03:11 When we are setting this timing with the engine running, we do need to be aware that we need an ignition timing value that the engine's going to happily run at.
03:20 If we try and set this to zero degrees or TDC for example, a lot of engines will struggle to idle, with the ignition timing that retarded.
03:27 So once we've got those two parameters set, we'll go back and set our reference timing mode to enabled.
03:35 At this point our timing is locked and we can then crank our engine and physically check our ignition timing.
03:41 Now it is also a good idea at this point to make sure that there are no outputs configured for our fuel injectors.
03:50 And this is just going to prevent any chance of the engine firing or starting up while we are doing this base testing.
03:58 So we can do that by going to our input output configuration just above, and if we go to our pin assignments, and we scroll all the way down to our outputs, let's just move down this long list here.
04:12 If we go down to our outputs, what we want to do is just disable our fuel injectors.
04:18 Let's just find those now.
04:25 And we've moved down here and we can see we've got our injector outputs configured here.
04:31 So if we just set these all temporarily to not connected, this will prevent any chance of the engine starting up.

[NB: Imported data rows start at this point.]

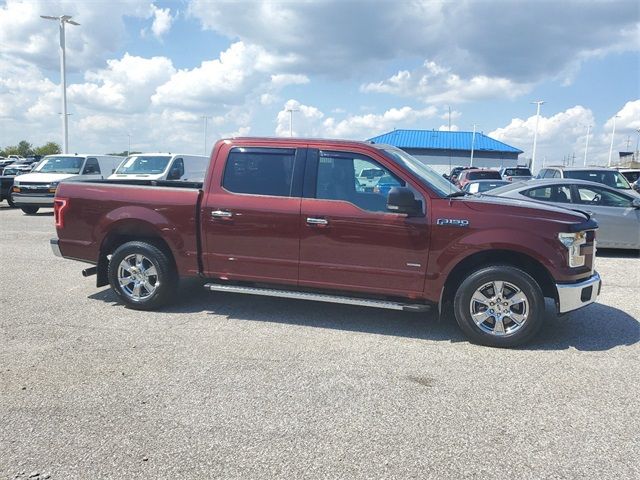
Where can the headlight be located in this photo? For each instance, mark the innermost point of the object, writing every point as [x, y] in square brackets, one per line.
[573, 243]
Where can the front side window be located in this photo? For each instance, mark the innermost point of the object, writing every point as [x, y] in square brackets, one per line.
[552, 193]
[260, 171]
[602, 197]
[339, 179]
[71, 165]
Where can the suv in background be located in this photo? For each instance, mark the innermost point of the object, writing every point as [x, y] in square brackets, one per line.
[516, 174]
[607, 176]
[467, 176]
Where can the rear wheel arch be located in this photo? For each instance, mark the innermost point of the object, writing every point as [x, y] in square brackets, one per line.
[489, 258]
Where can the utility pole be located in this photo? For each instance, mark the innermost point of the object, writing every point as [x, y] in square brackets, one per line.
[205, 117]
[473, 143]
[63, 19]
[613, 133]
[291, 110]
[586, 145]
[535, 134]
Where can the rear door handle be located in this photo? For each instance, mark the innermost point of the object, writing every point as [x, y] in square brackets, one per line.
[322, 222]
[221, 214]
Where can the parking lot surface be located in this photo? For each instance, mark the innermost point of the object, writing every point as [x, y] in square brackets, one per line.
[232, 386]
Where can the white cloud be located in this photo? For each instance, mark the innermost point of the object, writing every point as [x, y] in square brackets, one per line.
[310, 121]
[434, 83]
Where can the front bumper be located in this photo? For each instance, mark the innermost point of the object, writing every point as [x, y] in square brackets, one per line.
[572, 296]
[34, 199]
[55, 247]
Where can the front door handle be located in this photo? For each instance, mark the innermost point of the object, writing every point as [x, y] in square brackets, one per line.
[221, 214]
[322, 222]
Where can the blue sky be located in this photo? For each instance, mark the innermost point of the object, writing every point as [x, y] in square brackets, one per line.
[351, 69]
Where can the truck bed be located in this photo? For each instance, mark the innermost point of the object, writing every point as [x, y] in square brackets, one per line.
[98, 211]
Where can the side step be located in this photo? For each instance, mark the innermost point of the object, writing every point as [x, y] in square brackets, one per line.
[319, 297]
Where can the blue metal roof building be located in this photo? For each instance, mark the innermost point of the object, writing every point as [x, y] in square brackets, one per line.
[443, 149]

04:38 Let's close down our IO configuration.
04:41 Now what we're going to do is have a look at where we actually make changes if we do find that there's a discrepancy between the ignition timing that we're seeing with a timing light and what the ECU is outputting.
04:54 So we do this by moving up to our engine configuration menu.
04:57 And the parameter that we want to adjust here is our crank reference tooth angle.
05:03 And this defines where in the engine cycle the reference tooth occurs.
05:08 You can see in this case it is set by default in our base package to 290 degrees.
05:13 So what we want to do is simply adjust this, advance it or retard it in order to get our timing exactly where it needs to be.
05:20 Important to note here that because this is a parameter that is in blue, we do need to do a device program after we've made an adjustment to this parameter, otherwise the change that we've just made won't take effect.
05:33 So any time you make that change, just press the D and then the P key, that'll program the ECU.